Wednesday, April 6

cats, crowbars, writing

I got to check in on friend Liz's two kitties a few weeks ago. and since it was spring break, I had a little extra time to hang out with them.
time for taking a photo or two. the grey one is Tootsie. the orange kitten is Buttercup.
there is a crowbar on the floor there, and I'm not sure what the crowbar is for. but it's there. handy.

my daily thousand words of meta-scholarly writing has gotten a little bit more difficult in recent days. the week after spring break seemed to be rough on most of my colleagues. and now conference season is upon us, plus the crazy pressures of a busy end-of-semester. but part of a meta-scholarly writing habit is letting it be about your own process and rhythm and preferences and brain-zones. everyone knows writing is not an easy task, not an easy life. sometimes a thousand words is like breathing, and sometimes it's like donating bone marrow or something.

I made a list, last week, when writing was not happening and my motivation was shredded. instead of torturing one stupid sentence after another out of my teeth, I notched down a small collection of strategies that feel productive, though perhaps in different ways. these are alternatives. they aren't as quantifiable as wordcounts, but they are something.

in no particular order, things to do when writing seems like the most pointless thing ever:

-mess around with formatting for a change. a new font or a different margin might shake loose new thoughts.
-put together bibliographical info, reference lists, or footnotes.
-switch to reading. or even work on creating a good reading list to start putting dents in.
-switch to planning or list-making, maybe for future classes/lessons, maybe for other projects.
-doodle or sketch what I am thinking or wanting to think, working on or wanting to work on.
-re-read my own stuff. take notes on old drafts or old seminar papers, noticing what it does and doesn’t do, what it could do, or what it needs.
-brainstorm, chase random new ideas around.
-switch genres—make the article into a poem, the draft into an email, the proposal into a monologue narrative.
-switch the imagined audience. write this idea to your sister or aunt or to a specific friend, see what happens.
-research or follow up on research, skimming other people’s bibliographies.
-message someone for a short pep talk. I am lucky to have so many people who are more than happy to encourage me if I reach out. this whole awesome hashtag is there, if nothing else.

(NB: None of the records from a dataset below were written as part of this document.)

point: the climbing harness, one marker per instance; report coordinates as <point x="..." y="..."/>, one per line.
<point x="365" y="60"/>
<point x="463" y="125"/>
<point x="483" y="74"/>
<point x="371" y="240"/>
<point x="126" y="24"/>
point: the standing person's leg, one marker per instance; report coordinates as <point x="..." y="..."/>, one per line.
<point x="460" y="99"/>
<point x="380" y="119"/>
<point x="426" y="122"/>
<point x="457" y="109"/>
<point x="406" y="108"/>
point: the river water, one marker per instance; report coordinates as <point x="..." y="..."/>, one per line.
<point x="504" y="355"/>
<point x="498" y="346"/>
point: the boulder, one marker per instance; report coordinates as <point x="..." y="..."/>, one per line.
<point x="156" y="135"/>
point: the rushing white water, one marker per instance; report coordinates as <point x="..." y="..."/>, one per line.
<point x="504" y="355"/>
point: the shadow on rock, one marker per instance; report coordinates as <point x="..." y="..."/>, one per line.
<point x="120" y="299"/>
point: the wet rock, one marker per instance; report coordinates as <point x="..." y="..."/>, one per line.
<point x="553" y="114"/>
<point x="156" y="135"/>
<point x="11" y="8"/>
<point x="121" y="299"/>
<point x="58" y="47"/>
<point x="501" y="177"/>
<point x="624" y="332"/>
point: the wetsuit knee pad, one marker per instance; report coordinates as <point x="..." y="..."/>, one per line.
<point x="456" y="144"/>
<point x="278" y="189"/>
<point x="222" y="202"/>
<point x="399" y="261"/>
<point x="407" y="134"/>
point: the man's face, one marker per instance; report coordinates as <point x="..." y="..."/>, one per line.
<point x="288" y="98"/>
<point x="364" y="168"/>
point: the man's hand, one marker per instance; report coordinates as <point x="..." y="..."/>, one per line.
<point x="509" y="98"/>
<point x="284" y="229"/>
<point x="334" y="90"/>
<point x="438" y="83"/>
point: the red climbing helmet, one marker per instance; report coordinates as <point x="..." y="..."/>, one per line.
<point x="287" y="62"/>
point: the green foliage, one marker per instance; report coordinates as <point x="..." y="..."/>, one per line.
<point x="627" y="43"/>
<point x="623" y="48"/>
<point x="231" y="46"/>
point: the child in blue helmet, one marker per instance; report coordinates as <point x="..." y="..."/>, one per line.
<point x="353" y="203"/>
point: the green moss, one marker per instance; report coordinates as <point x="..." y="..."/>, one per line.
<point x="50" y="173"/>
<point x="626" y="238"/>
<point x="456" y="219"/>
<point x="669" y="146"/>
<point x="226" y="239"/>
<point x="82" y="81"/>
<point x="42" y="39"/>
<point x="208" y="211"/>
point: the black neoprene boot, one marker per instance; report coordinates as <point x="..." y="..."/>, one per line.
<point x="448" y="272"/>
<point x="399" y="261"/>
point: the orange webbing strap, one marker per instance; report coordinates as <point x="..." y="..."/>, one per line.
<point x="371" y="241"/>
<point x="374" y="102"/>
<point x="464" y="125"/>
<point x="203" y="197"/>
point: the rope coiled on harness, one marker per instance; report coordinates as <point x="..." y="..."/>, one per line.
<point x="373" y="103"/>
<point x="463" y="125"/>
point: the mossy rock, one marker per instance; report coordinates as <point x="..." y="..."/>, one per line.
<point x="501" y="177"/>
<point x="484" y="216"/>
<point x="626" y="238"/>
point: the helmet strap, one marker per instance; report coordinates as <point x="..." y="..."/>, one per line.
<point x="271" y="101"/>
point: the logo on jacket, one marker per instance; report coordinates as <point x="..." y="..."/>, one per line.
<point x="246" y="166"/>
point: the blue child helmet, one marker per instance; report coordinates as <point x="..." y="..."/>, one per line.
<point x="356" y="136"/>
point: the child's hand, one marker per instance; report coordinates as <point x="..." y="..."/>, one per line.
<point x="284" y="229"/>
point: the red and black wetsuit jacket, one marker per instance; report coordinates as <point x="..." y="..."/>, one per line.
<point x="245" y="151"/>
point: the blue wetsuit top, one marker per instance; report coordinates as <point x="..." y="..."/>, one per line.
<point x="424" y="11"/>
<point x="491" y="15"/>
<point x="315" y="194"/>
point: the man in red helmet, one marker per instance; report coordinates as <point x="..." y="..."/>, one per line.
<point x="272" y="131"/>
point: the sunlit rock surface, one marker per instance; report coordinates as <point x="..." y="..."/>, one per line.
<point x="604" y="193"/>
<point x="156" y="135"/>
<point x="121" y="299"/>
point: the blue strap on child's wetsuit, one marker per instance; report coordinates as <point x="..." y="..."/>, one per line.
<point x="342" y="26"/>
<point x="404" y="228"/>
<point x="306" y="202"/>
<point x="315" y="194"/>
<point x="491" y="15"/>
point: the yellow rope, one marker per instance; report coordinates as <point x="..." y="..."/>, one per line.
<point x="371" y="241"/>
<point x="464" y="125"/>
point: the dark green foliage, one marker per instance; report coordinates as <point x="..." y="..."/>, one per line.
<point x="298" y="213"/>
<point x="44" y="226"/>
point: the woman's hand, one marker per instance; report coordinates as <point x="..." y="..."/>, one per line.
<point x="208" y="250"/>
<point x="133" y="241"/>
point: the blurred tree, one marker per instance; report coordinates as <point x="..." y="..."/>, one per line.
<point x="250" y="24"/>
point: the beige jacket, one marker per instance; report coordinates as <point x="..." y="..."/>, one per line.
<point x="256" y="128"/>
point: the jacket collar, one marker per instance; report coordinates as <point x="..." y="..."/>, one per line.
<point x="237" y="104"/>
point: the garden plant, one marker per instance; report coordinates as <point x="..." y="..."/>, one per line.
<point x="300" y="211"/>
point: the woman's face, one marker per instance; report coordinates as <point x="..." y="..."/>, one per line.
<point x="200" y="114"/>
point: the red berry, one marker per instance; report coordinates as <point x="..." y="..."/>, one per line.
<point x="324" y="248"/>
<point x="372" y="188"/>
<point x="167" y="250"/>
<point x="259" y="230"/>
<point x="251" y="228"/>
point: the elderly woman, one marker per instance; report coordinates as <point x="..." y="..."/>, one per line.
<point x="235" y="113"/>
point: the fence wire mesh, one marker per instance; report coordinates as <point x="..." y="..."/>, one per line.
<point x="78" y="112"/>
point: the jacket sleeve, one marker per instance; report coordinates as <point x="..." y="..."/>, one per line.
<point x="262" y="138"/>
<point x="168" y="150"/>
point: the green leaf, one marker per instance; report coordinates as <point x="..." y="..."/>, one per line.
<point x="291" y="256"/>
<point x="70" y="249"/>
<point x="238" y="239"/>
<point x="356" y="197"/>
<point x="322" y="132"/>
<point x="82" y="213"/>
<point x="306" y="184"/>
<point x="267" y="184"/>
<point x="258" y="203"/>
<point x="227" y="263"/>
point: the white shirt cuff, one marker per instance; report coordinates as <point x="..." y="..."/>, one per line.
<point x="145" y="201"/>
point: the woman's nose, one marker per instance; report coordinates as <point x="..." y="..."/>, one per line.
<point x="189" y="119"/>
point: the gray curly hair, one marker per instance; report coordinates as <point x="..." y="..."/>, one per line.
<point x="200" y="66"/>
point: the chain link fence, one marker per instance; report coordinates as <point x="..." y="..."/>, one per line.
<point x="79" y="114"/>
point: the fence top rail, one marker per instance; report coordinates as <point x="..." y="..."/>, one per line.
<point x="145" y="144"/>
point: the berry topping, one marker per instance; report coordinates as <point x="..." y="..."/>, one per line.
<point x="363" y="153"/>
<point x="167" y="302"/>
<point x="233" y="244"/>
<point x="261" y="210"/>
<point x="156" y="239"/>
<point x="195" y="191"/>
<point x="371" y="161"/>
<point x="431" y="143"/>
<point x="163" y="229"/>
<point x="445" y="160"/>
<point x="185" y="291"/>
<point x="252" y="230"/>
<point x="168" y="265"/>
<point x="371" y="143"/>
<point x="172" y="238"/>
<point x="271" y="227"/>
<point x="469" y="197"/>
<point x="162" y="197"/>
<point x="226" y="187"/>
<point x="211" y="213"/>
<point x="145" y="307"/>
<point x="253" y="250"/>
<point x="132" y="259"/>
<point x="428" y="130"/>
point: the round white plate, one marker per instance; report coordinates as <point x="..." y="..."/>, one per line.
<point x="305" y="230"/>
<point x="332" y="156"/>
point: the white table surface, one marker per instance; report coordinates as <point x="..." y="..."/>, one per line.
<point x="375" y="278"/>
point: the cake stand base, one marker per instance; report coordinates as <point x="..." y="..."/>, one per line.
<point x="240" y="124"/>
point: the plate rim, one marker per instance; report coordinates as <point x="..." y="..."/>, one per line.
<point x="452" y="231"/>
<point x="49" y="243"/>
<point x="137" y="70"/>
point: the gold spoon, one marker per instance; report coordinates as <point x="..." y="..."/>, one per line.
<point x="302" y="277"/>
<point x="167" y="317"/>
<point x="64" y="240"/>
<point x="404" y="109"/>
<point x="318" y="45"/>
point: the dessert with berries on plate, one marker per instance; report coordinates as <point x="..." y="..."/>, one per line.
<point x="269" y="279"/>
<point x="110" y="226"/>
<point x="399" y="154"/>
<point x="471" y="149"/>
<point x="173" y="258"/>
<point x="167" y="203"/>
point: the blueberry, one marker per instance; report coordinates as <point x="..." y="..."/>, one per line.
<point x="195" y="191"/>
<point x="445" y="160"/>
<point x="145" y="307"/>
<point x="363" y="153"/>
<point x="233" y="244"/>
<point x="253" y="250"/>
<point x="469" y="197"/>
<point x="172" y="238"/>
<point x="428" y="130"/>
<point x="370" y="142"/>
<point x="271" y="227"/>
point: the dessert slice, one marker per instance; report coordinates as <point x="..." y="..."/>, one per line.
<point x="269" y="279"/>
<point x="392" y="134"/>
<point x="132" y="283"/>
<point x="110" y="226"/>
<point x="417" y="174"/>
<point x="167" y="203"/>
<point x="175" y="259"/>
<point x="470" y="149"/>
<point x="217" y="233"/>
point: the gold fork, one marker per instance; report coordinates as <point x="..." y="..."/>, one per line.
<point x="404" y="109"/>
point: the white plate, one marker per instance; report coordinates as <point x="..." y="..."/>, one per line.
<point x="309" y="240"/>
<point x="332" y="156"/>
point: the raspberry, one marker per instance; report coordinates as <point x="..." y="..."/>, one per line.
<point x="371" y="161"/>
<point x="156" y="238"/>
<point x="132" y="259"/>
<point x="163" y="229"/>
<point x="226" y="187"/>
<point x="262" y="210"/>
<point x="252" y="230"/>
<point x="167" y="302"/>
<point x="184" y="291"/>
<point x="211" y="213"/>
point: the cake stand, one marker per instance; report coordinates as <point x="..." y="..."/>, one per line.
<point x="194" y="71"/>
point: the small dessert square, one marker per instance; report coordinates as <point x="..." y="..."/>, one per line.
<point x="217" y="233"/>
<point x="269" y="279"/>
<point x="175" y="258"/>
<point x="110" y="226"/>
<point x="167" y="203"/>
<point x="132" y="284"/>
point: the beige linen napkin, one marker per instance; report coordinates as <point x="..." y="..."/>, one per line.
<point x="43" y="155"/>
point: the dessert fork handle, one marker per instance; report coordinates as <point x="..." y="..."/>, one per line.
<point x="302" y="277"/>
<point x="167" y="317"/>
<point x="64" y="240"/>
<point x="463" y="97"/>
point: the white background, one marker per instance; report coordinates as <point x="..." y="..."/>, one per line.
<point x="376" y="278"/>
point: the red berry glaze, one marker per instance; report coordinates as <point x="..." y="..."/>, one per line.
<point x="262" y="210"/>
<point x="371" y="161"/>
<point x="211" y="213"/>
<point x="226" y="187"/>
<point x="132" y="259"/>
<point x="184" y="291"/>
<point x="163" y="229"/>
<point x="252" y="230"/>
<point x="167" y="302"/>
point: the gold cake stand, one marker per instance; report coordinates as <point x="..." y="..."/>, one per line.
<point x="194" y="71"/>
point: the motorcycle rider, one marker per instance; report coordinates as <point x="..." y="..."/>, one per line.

all of these options are important for me to build into my scholarly processes, alongside a word-count-based writing habit. one whole thousand words a day is semi-ambitious, and it isn’t always going to be as easy as I have so far boasted. but it's a process. maybe today, while I am here and there, between normal and conference, this blogpost counts as scholarship.

speaking of conference time, I'm banking on this conference to pour light into my academic soul this week, to pull me back in. let us hope it will be good. inspiring. brain-sparking and thought-spinning and network-proliferating.